Tuesday, December 23, 2014

More on the history of New York’s fracking ban

I accepted a recent assignment for the Press & Sun-Bulletin – recounting how fracking was stopped in New York – with feelings of both eagerness and uneasiness.

Eagerness was due to having a chance to recap the history of a story I have been covering for seven years. The uneasiness stemmed from how I would do this in a newspaper-length article on a 48-hour deadline.

The results ran both in abbreviated and longer versions in the Press & Sun-Bulletin, Pressconnects, and this blog. The long version was 3,700 words -- about 10 times the length of a standard newspaper article. But it was still short considering the scope of the subject. By comparison, I needed more than 90,000 words to tell the story more comprehensively in my book, Under the Surface.

The key players that have shaped New York’ story from the onset number well into the hundreds, and I had space to reference perhaps a dozen in the newspaper piece. Not surprisingly, I have heard feedback from people that my story lacked some perspective. As one source put it, the story of the battle has become the battle for the story.

Two readers touched on particular events relating to a bill, signed by Gov. Paterson in 2008, that was the catalyst for events to follow. The bill would make spacing units for the large unconventional Marcellus gas wells conformable with existing state policy — a move that would effectively streamline the permitting process. Without it, shale gas development would get hung-up on an administrative process designed for the much smaller conventional wells.

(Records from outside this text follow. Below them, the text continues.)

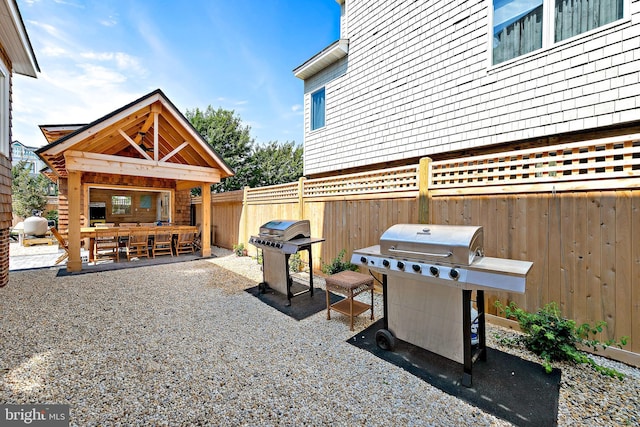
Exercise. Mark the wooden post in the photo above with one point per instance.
(424, 175)
(206, 219)
(74, 263)
(242, 227)
(301, 198)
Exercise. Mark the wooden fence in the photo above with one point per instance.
(572, 209)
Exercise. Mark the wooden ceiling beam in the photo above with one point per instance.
(103, 163)
(175, 150)
(134, 145)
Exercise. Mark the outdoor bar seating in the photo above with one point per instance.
(138, 242)
(185, 242)
(107, 243)
(162, 242)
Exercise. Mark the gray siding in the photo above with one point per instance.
(418, 81)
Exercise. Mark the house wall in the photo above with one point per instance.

The bill was the kind of wonkish-policy instrument that few lay people have the appetite for, and one that induces migraines to reporters writing for mainstream audiences. But it was also the sort of under-the-radar document that offers stakeholders who master it a strategic advantage in influencing important decisions. In this case, it was a necessary component for the gas industry to get things moving in New York. While this policy-making was different from the grass roots aspect of the movement that I report on, the bill ended up being a notable reference point and precursor to the anti-fracking movement.

Although the bill passed overwhelmingly, Assemblywoman Donna Lupardo and a small group of her colleagues voted against, she said, to “send a message to Paterson.” At the same time, she added, “local and statewide activists raised red flags about what this bill would do to speed up the process as well. That helped put the brakes on the whole matter.”

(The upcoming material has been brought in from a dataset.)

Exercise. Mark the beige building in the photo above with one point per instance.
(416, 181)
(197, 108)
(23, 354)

Paterson ordered a hold on permitting pending an environmental review when he signed the bill. But the bill had, for the record, a certain symbolic relevance. More importantly, it was a magnet for organizational involvement in state affairs that, by some accounts, was a forerunner of the anti-fracking movement.

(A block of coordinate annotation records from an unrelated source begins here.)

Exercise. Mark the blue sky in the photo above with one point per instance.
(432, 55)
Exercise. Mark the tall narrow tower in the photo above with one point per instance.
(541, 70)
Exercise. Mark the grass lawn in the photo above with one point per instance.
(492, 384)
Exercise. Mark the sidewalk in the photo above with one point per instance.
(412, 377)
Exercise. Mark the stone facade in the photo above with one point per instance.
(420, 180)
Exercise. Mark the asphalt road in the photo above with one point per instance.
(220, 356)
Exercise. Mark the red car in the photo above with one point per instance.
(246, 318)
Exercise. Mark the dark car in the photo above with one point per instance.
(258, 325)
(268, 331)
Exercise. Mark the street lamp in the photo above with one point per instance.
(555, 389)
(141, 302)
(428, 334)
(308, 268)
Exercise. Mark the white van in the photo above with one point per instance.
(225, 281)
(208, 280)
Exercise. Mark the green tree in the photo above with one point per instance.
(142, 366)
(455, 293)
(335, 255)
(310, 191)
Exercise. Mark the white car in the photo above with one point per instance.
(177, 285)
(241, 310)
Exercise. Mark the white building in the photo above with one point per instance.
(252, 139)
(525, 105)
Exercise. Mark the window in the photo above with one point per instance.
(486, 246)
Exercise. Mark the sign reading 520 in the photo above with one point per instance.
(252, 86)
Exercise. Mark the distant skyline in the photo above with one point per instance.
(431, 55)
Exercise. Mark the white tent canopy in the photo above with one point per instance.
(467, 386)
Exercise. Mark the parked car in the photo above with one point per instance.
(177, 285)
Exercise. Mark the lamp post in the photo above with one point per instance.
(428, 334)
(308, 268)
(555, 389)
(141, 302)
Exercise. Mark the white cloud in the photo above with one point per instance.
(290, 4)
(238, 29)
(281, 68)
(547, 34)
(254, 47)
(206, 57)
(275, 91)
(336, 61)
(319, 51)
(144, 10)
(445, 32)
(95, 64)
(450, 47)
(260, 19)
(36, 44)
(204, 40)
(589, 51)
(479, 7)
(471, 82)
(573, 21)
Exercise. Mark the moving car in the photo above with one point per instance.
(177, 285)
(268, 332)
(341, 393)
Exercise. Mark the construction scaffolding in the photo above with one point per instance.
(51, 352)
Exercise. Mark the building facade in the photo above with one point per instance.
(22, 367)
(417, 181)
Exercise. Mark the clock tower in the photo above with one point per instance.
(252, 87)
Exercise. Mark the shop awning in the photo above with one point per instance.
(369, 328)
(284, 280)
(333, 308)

Roger Downs, a program director with the Sierra Club, noted that several environmental organizations were among the first to recognize the significance of this spacing bill, and engage and challenge the DEC about what its impact would be.These groups included the Sierra Club Atlantic Chapter, Catskill Mountainkeeper, Riverkeeper, Delaware Riverkeeper Network, Natural Resources Defense Council, Catskill Center for Conservation and Development, The Wilderness Society and Catskill Citizens for Safe Energy, Damacus Citizens for Sustainability. (I’m sure I am leaving some out.)

Now, moving on to an altogether different thread of the story, Chip Northrup, the drilling-investor-turned-fractivist, offers another critical aspect of the story’s history: economics.

Northrup writes:

We can summarize why fracking was prohibited in New York with a simple construct – the cost/ benefit ratio – what the environmental risks and economic costs would be to the state and it citizens versus the benefits of shale gas industrialization. Initially, this ratio appeared to tilt very much in favor of fracking – at least in the popular press and in the corridors of power – because the gas industry had grossly overstated the benefits of shale gas development while categorically denying the risks and collateral damage associated with it.

You can read Northrup’s full post here.

I am currently finishing an updated version of Under the Surface, Fracking Fortunes and the Fate of the Marcellus Shale, to be published in paperback by for Cornell University Press next year. This will probably be close to 110,000 words. I would like to think, as the subtitle suggests, it covers a lot of ground and offers a pretty good idea of events that distinguish New York from Pennsylvania and the rest of the nation with the unfolding of the on-shore drilling boom. But there will always be more to report. In that spirit, I encourage readers to pass along any of their own stories or recollections.